After stirring and mixing with 60 ml of 5% aqueous solution, 1 with a homogenizer
It was dispersed at 10000 rpm for 0 minutes. This dispersion is referred to as a dispersion of a cyan dye-donor substance.

Next, how to make the dye fixing material will be described.

Dye fixing materials R-1 to R-10 were prepared by coating on a polyethylene-laminated paper support in the constitution shown in the following table.

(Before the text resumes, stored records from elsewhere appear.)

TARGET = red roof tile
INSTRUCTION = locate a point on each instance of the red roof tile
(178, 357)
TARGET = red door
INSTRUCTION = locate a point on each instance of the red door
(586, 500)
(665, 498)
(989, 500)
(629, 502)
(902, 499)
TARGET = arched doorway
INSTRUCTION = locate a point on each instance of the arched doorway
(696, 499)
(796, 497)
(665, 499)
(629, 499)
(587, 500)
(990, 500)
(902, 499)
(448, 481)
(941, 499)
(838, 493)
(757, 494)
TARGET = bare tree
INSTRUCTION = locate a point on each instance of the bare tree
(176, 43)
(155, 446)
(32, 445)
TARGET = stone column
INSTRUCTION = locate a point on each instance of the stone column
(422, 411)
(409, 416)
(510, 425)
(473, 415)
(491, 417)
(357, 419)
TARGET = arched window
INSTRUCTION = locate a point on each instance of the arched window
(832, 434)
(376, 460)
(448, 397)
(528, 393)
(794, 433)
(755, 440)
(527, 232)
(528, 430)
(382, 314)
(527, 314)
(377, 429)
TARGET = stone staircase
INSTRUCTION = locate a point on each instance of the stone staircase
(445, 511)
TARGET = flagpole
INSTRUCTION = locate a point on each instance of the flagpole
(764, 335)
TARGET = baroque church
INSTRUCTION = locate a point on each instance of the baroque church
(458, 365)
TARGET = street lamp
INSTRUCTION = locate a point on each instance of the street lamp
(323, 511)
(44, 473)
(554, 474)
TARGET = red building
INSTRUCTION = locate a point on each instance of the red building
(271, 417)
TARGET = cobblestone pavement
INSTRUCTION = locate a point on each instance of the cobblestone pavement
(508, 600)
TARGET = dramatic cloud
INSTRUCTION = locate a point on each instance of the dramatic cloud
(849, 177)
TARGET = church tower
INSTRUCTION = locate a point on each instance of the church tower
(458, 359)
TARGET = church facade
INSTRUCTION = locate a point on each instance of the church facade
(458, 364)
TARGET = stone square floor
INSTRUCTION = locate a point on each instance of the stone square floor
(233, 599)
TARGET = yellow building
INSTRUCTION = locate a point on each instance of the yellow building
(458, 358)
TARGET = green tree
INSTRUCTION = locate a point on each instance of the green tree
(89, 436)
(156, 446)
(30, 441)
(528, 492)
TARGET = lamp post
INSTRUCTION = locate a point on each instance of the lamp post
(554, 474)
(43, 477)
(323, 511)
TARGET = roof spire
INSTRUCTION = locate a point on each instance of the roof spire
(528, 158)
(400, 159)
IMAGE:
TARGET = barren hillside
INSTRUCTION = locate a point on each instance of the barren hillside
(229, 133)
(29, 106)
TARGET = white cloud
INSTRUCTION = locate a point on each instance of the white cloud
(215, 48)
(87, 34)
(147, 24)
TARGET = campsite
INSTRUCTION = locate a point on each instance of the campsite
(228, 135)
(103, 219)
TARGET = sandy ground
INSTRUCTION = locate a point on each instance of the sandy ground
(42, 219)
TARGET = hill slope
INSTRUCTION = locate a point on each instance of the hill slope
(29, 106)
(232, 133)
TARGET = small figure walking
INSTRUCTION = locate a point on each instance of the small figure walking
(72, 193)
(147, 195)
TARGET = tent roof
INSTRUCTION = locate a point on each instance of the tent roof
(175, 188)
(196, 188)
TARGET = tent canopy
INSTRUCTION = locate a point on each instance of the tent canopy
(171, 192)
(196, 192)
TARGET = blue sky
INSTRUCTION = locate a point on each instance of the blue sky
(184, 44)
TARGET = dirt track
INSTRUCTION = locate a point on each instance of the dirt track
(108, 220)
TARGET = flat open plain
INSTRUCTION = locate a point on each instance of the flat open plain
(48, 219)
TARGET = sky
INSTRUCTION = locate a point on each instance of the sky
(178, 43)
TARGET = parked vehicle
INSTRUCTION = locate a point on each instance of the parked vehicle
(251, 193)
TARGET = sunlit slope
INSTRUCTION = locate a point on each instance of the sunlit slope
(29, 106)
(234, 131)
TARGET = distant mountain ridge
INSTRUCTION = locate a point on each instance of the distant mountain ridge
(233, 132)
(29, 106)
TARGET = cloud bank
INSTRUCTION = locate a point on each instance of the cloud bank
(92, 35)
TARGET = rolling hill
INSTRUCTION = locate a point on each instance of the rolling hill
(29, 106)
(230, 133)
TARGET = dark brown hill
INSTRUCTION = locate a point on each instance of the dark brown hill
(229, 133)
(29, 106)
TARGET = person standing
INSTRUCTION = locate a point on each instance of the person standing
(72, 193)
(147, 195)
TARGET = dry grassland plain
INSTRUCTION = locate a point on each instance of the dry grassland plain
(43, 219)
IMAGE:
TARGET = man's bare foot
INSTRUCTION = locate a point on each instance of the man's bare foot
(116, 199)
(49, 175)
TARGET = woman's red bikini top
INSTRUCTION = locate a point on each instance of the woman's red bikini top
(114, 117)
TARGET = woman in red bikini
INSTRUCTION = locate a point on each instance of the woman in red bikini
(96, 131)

How to make and add oil droplets To 100 g of 10% aqueous gelatin solution, add 5 ml of 5% aqueous solution of sodium dodecylbenzene sulfonate, and further add 20 g of liquid paraffin and emulsify and disperse with a homoblender for 6 minutes at 10,000 rpm. Dye dispersion layer as the dye fixing layer (1st layer)
Carbonizes in the coating liquid of.

Images were formed using these as follows.

The color light-sensitive material 101 having the multilayer structure was exposed to 10 ⁻⁴ using a xenon flash tube. At that time, it was exposed through a three-color separation filter of G, R, and IR whose densities were continuously changed.

12 ml / m ² of water was supplied to the emulsion surface of the exposed light-sensitive material with a wire bar, and then the dye-fixing material (image receiving material) described above was superposed so that the film surface was in contact.

After heating for 25 seconds using a heat roller whose temperature has been adjusted so that the water-absorbed film temperature is 90 ° C, the dye fixing material is peeled off from the photosensitive material to form a three-color separation filter of G, R, and IR on the fixing material. Correspondingly, yellow, magenta and cyan images were obtained.

As shown in Table 3, the surface quality of the dye fixing material having the combination of the polymer binders of the present invention was matted.

In addition, the maximum density (D _max ) was decreased by about 0.2 as the measured value due to the surface matting (1.8 to 2.0), but the density was visually sufficient.

(Effect of the Invention) By containing the combination of two or more kinds of polymer binder substances which cause phase separation of the present invention, a dye fixing element can be prepared without adding a matting agent or embossing the support. The surface can be matted, and the surface smoothness is excellent, and uneven transfer during color image transfer is prevented.

Claims (2)

[Claims] 1. A dye-fixing element comprising a dye-fixing layer containing a mordant, characterized in that it contains two or more polymeric binder substances in a state of being microphase separated from each other. 2. The dye-fixing element according to claim 1, wherein the two or more types of macromolecular phase-separated polymeric binder materials are selected from combinations according to the following rules. Polymer binder material that separates into two or more layers when two or more aqueous solutions of the polymer binder material (0.5 to 10% by weight) are mixed and stirred in equal amounts at 20 to 40 ° C, and then placed in a cylinder and left standing at the above temperature. Combination of.